Even if Mythos finds thousands of security vulnerabilities — even if every one of those vulnerabilities has a known fix — that does not mean those fixes can be applied. Because modern software doesn't run in isolation. It runs in ecosystems of dependencies, and those dependencies have dependencies of their own.

When you install a software package, you're not just installing that package. You're installing everything it depends on, and everything those things depend on, in a chain that can extend surprisingly far. A 2024 study on transitive dependencies found that in the Java/Maven ecosystem (for example), declaring a single dependency pulls in an average of about 25 additional packages. A Maven project that declares five direct dependencies ends up with an average of 80 total packages installed. And because of how this compounds, the correlation between the number of direct dependencies you declare and the total packages you end up with is weak enough to be nearly useless — you genuinely can't predict your exposure from looking at your own imports.

The security implication is direct: a single vulnerable package can affect more than 24 times as many projects as direct dependency counts would suggest.

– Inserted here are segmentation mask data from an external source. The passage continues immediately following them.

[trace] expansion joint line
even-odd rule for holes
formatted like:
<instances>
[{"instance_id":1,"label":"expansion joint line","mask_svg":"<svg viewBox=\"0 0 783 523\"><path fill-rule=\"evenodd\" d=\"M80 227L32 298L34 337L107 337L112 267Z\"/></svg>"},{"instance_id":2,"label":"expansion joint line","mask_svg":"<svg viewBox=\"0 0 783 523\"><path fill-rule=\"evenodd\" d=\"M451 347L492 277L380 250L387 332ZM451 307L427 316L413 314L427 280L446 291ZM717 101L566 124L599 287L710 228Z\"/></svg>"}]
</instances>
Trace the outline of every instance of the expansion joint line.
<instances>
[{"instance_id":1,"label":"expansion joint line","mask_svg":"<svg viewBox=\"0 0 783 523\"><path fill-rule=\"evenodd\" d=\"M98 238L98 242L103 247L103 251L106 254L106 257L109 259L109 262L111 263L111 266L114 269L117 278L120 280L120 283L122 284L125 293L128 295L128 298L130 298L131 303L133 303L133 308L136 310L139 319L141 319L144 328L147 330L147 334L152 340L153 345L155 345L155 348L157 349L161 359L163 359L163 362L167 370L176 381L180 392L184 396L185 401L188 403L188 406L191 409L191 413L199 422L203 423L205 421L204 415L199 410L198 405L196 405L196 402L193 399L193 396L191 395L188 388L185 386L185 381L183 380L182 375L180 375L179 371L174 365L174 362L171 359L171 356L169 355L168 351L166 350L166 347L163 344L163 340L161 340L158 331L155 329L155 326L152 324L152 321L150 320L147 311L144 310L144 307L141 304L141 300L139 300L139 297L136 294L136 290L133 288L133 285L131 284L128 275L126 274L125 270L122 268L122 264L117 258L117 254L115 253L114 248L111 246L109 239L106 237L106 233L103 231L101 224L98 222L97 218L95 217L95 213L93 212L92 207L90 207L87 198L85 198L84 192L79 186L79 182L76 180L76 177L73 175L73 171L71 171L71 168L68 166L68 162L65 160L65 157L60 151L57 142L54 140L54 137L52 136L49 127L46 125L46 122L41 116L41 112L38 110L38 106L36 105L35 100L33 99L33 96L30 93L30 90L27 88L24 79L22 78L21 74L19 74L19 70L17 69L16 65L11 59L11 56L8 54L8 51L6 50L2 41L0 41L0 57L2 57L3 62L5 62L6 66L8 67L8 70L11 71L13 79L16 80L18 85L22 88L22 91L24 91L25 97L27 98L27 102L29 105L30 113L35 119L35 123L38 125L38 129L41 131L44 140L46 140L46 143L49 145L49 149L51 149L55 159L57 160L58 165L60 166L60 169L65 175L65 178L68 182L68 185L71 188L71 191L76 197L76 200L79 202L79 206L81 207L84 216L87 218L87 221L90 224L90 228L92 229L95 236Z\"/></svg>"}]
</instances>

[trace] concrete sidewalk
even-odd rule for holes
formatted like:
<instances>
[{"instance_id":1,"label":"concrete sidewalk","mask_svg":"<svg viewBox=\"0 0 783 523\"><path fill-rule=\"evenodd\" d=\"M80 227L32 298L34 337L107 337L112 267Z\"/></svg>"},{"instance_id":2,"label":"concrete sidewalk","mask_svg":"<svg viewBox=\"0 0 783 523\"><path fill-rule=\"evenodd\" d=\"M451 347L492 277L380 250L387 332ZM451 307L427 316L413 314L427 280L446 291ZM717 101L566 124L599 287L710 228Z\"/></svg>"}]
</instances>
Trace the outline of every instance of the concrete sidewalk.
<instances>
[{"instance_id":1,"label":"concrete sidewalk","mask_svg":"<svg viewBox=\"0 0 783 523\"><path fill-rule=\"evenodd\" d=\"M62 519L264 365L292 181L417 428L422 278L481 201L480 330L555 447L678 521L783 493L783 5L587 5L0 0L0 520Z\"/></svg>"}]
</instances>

This is what's known as dependency hell, and it creates a specific, nasty version of my little plumbing problem:

Your application (A)
  └── depends on Library B (v2.3)
        └── depends on Component C (v1.4)
              Security fix exists in C v2.0
              But C v2.0 breaks Library Bs API
              ** And nobody has maintained Library B in three years **

You can't upgrade C without breaking B. You can't fix B because no one's working on it. So A is stuck depending on a version of C with a known vulnerability, and there is no clean path out — only expensive ones. You'd need to either replace B entirely, fork and update B yourself, or rewrite the parts of A that use B. None of that is fast. Any often, there are way more than 3 levels of dependencies.

Now multiply this by the scale of what Mythos found. Thousands of vulnerabilities, scattered across codebases that are themselves tangled in dependency chains that nobody fully understands. Each fix is potentially a thread that, when pulled, unravels something else.

The Ground Is Already Shifting

The window for getting ahead of this is not large. Anthropic has Mythos. Other labs are close behind. The knowledge of how to find these vulnerabilities at scale already exists; the only question is how soon a version of it ends up being released by someone who isn't handing out $100 million in free credits to fix things first.

Finding the bugs is the tractable part. We are surprisingly good at that now. What we are much less good at is the compatibility problem at scale — the version incompatibilities, the unmaintained packages, the dependency chains that turn a straightforward fix into a multi-month engineering project, multiplied across thousands of vulnerabilities, in systems that are still running in production, in organizations that don't have the time or budget to do it right.

It's a very big problem, and not one we can see clearly or predict.

The city bus in the photograph didn't fall into that Pittsburgh sinkhole because nobody knew sinkholes could happen. It fell because nobody knew that particular sinkhole was there, underneath something heavy that couldn't stop in time.

We, as an industry, have a brief moment in time to fix the most critical issues before things really fall apart.

Thanks to Anthropic, we have a warning. And that's nothing to sneeze at.